The cards look good to Rodney W. Jackson, who lives on North Eutaw Street in Baltimore. Jackson said he had health insurance for more than 25 years, but not since he has been unable to work because of medical problems. He said he takes blood pressure, heart, antidepressant and blood thinner prescriptions, which cost him about $190 a month when he can afford them.

"I get some filled," he said. He said he gets samples at health clinics and emergency rooms, and sometimes goes without.

He said he learned of the city program Monday from a health counselor and planned to sign up. His medications would cost about $135 with an average 29 percent discount. That would still be a difficult amount for him to come up with, he said, but the discount would make it more likely that he could get all of his prescriptions filled.

"If your health ain't right, you ain't right," he said. "You got to take care of yourself first."

Although there are no data that show how many people can afford medications at a given discount rate, "we know that cost is a barrier to getting prescriptions filled," said Tricia Neuman, vice president of the Kaiser Family Foundation, which studies the cost and availability of medical care.

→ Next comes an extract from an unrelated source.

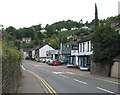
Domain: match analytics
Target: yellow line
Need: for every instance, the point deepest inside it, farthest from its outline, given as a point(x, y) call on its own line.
point(44, 82)
point(101, 79)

A survey by the foundation in 2003 found that 37 percent of the uninsured said they sometimes didn't fill prescriptions or took reduced doses because of cost, compared with 13 percent of those with insurance. (Those with insurance make co-payments that average $40 for drugs not on an insurer's preferred list, and some drugs might not be covered at all.)

The lack of definitive research stems from the recent proliferation of prescription discount cards. The federal Medicare program began approving cards issued by private companies last year.

ScriptSave also has cards sponsored by insurers, employers, labor unions and membership organizations. Some pharmaceutical companies offer their own.